Just as he ought to hate it for what it had done. But he was suddenly very tired, and couldn’t seem to think of much at all. He left himself drift and imagined the distress signal going out to all the Concordat ships on the border. Pressure increased as the pod’s small engine propelled it on a course for the nearest wormhole to human space. He knew that the stasis field was about to put him into a deep sleep until someone found him.

He woke to the sound of something striking the hull of the pod. The display on the pod’s small screen flashed a message: Retrieval imminent. Prepare for docking. The words were very big, but he knew they meant that someone had found him.

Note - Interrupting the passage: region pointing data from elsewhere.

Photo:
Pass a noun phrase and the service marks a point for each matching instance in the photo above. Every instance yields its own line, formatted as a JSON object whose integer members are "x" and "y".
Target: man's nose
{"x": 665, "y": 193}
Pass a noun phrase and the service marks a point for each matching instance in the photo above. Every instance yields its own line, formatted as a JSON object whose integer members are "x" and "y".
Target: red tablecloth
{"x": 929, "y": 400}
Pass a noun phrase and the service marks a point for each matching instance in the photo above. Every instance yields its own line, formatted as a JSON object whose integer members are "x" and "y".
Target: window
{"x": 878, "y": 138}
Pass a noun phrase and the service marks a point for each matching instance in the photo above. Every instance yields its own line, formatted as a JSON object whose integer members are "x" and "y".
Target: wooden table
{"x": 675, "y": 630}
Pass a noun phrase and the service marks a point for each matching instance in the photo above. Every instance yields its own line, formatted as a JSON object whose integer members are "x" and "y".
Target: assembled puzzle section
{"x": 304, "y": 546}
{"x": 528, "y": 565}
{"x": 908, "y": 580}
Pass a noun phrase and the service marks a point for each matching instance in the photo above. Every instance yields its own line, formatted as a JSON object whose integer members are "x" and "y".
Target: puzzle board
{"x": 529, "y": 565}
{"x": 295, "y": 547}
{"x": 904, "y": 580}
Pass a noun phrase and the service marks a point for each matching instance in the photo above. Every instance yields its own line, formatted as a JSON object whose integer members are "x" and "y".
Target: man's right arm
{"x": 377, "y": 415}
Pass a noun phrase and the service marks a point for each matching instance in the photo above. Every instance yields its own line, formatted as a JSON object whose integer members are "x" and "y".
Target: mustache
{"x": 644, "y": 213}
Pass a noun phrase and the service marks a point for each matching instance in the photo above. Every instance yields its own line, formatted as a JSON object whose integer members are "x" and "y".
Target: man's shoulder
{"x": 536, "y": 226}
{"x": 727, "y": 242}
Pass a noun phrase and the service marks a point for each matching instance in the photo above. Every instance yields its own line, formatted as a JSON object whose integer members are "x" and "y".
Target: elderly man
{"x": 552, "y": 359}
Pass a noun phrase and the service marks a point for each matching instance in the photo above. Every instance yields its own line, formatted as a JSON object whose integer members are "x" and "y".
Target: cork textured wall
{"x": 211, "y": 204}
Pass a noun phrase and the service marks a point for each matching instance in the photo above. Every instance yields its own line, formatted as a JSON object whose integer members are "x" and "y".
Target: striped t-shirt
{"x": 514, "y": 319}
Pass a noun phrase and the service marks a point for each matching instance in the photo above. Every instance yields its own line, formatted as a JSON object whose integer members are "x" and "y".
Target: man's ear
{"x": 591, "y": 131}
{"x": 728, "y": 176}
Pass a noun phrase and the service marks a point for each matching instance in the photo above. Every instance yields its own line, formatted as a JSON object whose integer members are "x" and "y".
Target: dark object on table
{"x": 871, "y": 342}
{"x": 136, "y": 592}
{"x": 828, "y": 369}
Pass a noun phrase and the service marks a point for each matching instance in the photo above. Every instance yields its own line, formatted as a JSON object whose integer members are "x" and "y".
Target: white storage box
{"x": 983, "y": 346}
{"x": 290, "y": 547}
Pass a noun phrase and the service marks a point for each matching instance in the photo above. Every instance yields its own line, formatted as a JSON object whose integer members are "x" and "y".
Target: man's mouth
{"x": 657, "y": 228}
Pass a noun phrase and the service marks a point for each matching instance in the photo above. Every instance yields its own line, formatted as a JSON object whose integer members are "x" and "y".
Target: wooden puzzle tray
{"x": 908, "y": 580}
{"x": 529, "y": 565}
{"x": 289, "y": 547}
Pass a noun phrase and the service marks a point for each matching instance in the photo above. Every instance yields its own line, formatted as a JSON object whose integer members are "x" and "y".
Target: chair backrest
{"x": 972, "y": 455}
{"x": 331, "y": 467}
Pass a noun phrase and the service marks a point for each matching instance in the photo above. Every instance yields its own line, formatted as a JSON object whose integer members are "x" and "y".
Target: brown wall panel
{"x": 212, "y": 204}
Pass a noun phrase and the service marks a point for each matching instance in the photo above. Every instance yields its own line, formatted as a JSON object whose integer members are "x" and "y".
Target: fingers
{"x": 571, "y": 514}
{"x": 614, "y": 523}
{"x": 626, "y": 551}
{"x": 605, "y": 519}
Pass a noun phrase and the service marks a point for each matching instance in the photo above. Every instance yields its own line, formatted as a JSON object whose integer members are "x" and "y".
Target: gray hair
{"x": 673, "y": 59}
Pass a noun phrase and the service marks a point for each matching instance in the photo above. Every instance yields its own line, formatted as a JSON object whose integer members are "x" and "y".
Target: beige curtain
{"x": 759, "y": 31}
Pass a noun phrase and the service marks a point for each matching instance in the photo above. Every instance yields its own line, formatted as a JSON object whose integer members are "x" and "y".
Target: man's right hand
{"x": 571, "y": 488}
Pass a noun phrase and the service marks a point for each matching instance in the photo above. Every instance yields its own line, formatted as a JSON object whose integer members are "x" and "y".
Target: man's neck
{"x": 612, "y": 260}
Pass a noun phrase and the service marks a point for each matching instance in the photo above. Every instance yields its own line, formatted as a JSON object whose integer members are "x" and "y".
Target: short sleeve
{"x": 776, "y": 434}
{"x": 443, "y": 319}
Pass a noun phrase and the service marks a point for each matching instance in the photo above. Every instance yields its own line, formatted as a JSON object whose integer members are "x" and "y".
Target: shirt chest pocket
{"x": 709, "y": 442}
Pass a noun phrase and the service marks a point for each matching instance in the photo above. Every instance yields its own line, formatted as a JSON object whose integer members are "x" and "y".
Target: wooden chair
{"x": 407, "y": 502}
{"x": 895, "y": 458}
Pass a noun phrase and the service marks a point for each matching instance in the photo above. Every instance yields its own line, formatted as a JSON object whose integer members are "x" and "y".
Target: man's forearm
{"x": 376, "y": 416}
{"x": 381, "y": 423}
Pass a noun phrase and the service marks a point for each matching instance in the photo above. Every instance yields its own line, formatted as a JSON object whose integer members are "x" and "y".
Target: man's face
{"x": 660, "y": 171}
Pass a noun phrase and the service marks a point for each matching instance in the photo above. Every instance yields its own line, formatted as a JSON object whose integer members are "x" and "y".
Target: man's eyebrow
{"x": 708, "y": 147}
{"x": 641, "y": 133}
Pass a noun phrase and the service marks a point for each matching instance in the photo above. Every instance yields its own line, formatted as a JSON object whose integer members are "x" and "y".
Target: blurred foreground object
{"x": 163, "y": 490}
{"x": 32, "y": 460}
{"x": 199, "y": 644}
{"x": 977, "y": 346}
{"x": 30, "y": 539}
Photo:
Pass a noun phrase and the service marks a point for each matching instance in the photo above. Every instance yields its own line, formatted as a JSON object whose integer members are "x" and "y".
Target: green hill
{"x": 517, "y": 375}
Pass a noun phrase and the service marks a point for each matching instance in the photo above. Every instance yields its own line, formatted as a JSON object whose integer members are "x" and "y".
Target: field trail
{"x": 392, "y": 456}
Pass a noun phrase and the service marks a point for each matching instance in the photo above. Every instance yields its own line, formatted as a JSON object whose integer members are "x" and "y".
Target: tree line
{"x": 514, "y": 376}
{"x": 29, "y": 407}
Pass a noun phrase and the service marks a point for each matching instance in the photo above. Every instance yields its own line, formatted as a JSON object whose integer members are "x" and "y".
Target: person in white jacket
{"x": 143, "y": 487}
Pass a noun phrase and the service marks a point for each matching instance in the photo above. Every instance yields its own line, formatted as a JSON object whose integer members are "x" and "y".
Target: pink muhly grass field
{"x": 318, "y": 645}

The clock said that it hadn’t been very long. The Aphrodite had been deep into shaauri space; he didn’t think there would be many other Concordat ships so close. He waited tensely while the pod was drawn into the ship’s docking bay and the lights turned green again. Gravity sucked him down into the webbing.

He punched the hatch release. Strangely scented air rushed into the pod, but it was a minute before he recognized the smell.

It was exactly the same as the shaaurin who had tried to capture him.

Too late he tried to close the hatch. A sleek-furred hand reached in and caught at his harness, deftly undoing the clasps. There was no hope of struggle. He was grasped and carried and passed from one set of hands to another until he was set on his feet on an alien deck.